I've said it to you before and I'll say again, this is not socialism. There is simply no upside to the consumer (apart, maybe, from the economy collapsing but that isn't what I mean). Wall street executives made huge gambles, made big profits for themselves, and now that it's all falling apart, the taxpayer is on the hook. It's not socialism, but it's a sure sign that the U.S. has become a kleptocracy.

Thursday, October 02, 2008

Random thoughts on old videos of Palin

Okay, I'm laughing my ass off at Palin's "Ms. Alaska" videos--her in the swimsuit, and her "playing" the flute.

But then I got to thinking. It's the '00s. Everything is being recorded. All my friends have digital cameras, pocket sized ones that we take everywhere. There are pictures of me doing all sorts of things posted all over the internet--parties, events, dinners, sporting things.

And it's not really all that fair to judge Palin for being a terrible flutist or looking ridiculous in a bathing suit and big hair. Because, lord knows, if I every run for office, all someone will have to do is pull out one of my Hallowe'en albums and I'm toast. Like the one Hallowe'en where a group of us wore football pants and shoulder pads and that was it? Or our impending costume this year . . .?

It reminds me a little of the book by Arthur C. Clarke, "The Light of Other Days." There, a device is invented that basically creates little wormholes the user can look through--to see anyone, anywhere, at any time in the past or present. The point of the story is "what happens when all privacy is taken away, completely." Some respond by not caring--by being naked all the time, having sex in public, having no secrets at all. Others respond by finding cloaking devices and trying to escape.

I guess my point is that we're going to have to face this question in the future: Everone has a myspace or facebook page. Everyone that's not a boring Christian in North Dakota has embarassing pictures posted somewhere, or in someone else's possession. I hope we get to a place where all that stops mattering--that we accept that, as a price of living in an interconnected world, we lose some of our privacy. We all have stuff that will make us look bad, but maybe that will help us start judging people on substance and not on whether they got drunk at a party 20 years previously.


Friday, September 26, 2008

Arguments for restricting suffrage

Honestly, people like that make me believe we are truly doomed. If they actually believe what they're saying, in the day of media and television and information, we are FUCKED.

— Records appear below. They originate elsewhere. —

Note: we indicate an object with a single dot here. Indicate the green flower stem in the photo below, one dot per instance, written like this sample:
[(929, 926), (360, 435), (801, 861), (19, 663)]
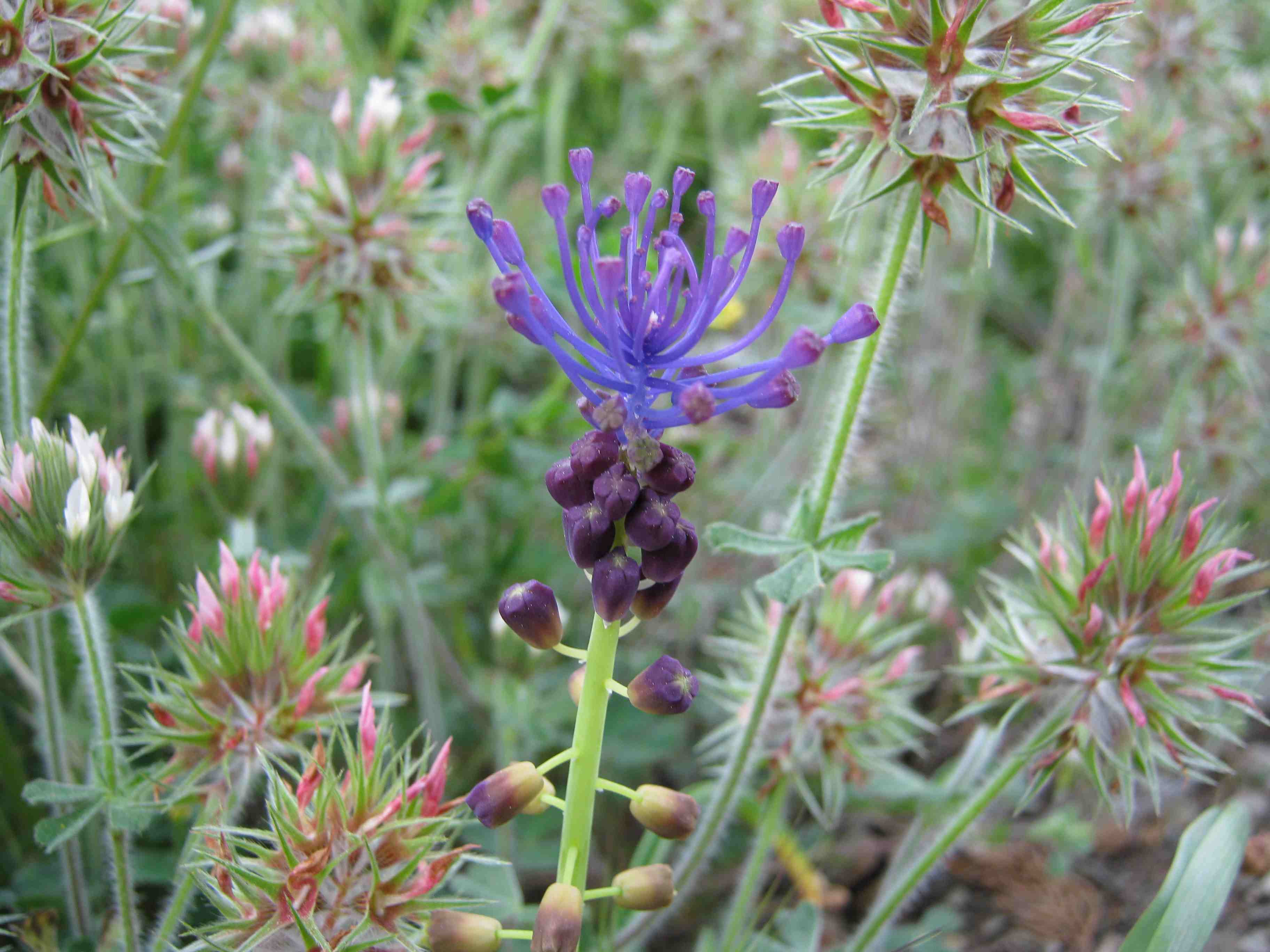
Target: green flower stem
[(56, 751), (860, 376), (743, 904), (14, 309), (154, 180), (588, 738), (724, 796), (96, 649), (886, 905)]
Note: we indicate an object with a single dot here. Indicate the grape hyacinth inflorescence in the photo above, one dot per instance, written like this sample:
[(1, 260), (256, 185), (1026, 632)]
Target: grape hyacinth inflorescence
[(647, 309)]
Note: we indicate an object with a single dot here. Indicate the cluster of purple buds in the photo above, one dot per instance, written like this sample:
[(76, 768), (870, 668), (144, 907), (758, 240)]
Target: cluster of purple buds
[(639, 378)]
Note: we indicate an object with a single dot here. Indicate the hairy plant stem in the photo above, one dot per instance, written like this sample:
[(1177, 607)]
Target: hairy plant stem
[(56, 752), (149, 192), (723, 799), (178, 902), (588, 740), (96, 650), (849, 418), (743, 905), (886, 905)]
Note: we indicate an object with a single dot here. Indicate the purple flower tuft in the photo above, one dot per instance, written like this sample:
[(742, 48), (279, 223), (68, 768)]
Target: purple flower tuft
[(617, 492), (651, 522), (698, 403), (761, 197), (858, 323), (802, 350), (668, 563), (789, 240), (556, 200), (530, 610), (614, 584), (480, 216), (637, 320), (564, 485), (666, 687)]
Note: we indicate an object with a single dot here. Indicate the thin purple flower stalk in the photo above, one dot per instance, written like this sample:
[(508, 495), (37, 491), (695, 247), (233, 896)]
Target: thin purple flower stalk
[(646, 322)]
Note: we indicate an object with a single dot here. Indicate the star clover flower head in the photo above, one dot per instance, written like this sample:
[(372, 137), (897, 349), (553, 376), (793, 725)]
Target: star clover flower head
[(644, 313), (258, 677), (352, 857)]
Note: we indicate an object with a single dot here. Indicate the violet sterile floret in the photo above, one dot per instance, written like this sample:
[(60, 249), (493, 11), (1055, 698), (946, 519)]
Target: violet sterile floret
[(648, 308)]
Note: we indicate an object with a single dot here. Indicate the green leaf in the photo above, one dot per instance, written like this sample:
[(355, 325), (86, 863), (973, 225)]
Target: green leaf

Wednesday, September 24, 2008

National Projects

Amid all this talk of a $700,000,000,000 bailout, I watched an episode of The West Wing last night where Bartlet wanted to cure cancer. He is sitting in a boring dinner with a bunch of doctors when one of them mentions something to the effect that if they had 10 billion and 10 years they could do it.

And that got me thinking: Where are those great national projects now? With $700 billion going to bail out some investment banks, and $1 billion being spent every day on the war in Iraq (I grabbed that number today from the NYT's Thomas Friedman)--think of what we could do with that money! Meanwhile, our bridges fall down, our cities get smited, health care sucks, social security is in trouble. Anyone who's recently been to JFK or LaGuardia or LAX and then flown to, say, Hong Kong's new airport, or even Pearson's beautiful new terminal 1 will know how little we're paying attention to infrastructure here.

With $700 billion, could we cure AIDS?

With $700 billion, could we find a real cure or treatment for cancer?

With $700 billion, could we not create the finest school system in the world, instead of falling further and further behind?

Isn't the point of taxes that they get spent on things to make the country as a whole better? Aren't they the price of living in a modern state?

But no, if we weren't bailing out Wall St. and fighting the war in Iraq, all we'd hear would be tax cuts tax cuts.

And our bridges would continue to fall.